Terrorism has fallen down the list of global threats during the COVID-19 outbreak but in an uncertain world, it cannot be forgotten entirely.
As the Herald reports today, extremist groups who identify as neo-Nazis are finding plenty of recruits here in Australia and counter-terrorism agencies are increasingly concerned.
The risk from these fringe white supremacist, racist groups has moved to the fore as the danger of Islamist terrorist groups – such as Islamic State – has receded, although the Taliban’s resurgence in Afghanistan suggests the need for continued vigilance.

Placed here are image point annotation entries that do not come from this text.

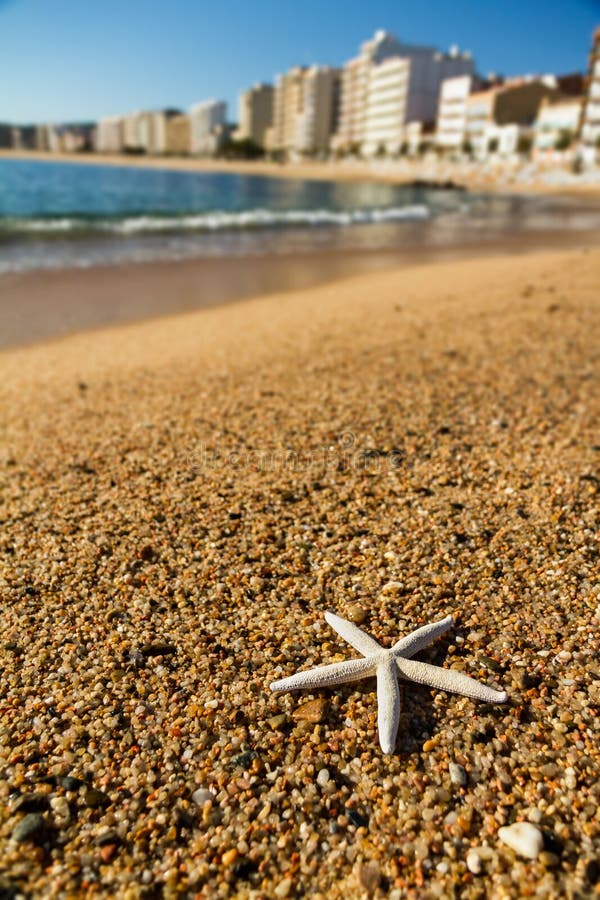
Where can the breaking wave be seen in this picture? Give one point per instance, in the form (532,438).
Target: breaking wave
(219,220)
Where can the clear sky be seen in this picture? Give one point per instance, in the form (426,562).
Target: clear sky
(65,60)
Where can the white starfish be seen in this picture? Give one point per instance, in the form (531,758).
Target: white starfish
(388,665)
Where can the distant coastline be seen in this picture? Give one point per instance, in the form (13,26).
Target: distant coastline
(499,177)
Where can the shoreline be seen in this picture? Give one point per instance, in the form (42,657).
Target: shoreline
(500,178)
(48,305)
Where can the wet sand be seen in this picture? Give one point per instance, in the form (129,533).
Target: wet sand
(37,306)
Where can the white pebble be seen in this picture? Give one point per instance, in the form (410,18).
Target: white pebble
(202,796)
(458,775)
(524,838)
(283,888)
(474,862)
(323,777)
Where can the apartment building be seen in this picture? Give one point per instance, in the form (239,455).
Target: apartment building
(177,140)
(255,113)
(385,115)
(557,121)
(388,85)
(207,123)
(406,89)
(304,111)
(496,117)
(5,135)
(452,112)
(109,135)
(354,89)
(590,118)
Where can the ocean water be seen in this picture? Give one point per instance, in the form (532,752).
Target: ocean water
(59,215)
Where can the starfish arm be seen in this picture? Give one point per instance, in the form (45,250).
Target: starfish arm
(355,637)
(325,676)
(388,704)
(448,680)
(420,638)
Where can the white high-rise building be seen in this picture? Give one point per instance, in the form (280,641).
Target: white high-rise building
(388,85)
(110,135)
(452,112)
(207,121)
(255,113)
(305,104)
(590,119)
(354,89)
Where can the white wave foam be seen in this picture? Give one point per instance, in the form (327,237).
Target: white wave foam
(221,220)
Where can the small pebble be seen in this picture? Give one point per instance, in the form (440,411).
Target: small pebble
(283,889)
(524,838)
(474,862)
(202,796)
(356,614)
(458,775)
(313,711)
(323,777)
(30,828)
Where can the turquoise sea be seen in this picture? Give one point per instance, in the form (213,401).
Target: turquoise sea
(60,215)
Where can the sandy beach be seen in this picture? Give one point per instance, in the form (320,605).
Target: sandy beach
(186,497)
(490,176)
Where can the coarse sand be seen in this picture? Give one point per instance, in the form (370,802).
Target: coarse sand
(183,499)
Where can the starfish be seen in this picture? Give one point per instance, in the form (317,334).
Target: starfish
(387,665)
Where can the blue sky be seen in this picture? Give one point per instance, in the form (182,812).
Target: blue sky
(64,60)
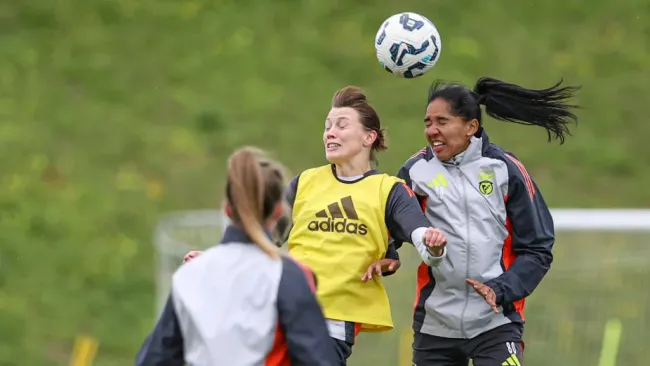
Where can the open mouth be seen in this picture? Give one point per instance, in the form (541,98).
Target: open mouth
(438,146)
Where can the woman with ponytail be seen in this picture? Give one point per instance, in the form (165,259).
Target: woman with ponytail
(343,215)
(499,230)
(241,302)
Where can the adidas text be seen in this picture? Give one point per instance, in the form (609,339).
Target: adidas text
(338,226)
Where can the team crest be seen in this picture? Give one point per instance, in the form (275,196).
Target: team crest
(486,187)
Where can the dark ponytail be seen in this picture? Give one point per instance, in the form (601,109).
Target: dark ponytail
(547,108)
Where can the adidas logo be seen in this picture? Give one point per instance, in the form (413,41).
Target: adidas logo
(336,222)
(511,361)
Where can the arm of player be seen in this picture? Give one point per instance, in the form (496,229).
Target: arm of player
(284,225)
(164,346)
(532,234)
(301,318)
(407,223)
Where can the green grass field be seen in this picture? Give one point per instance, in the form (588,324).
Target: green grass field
(116,112)
(591,282)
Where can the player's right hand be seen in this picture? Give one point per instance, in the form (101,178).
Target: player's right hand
(191,255)
(435,240)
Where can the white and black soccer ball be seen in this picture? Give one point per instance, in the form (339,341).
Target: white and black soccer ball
(408,45)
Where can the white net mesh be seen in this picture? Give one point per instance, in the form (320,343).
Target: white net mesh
(593,305)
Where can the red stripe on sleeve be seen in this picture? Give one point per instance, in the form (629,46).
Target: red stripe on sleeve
(530,187)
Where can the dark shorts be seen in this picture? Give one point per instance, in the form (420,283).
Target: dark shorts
(501,346)
(343,351)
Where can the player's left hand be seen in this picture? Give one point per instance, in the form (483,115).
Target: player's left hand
(382,265)
(487,292)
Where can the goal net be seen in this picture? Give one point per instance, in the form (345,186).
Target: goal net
(593,308)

It was only two years ago that Australian Brenton Tarrant murdered 51 people in a mass shooting at two mosques in Christchurch in New Zealand.
A group of young people in a range of rich Western countries seems increasingly drawn to a poisonous narrative that immigrants, and their progressive allies, are submerging traditional white society, and that they must be stopped with violence.
In 2011, Anders Breivik, a self-styled neo-Nazi, murdered 77 people in Norway. There were white supremacist overtones in the assault on the US Capitol in Washington DC on January 6.
While everyone agrees that these acts of terror are appalling, it is harder to know how to respond to the wider ecosystem of ultra-right websites and the social organisations that nurtures them.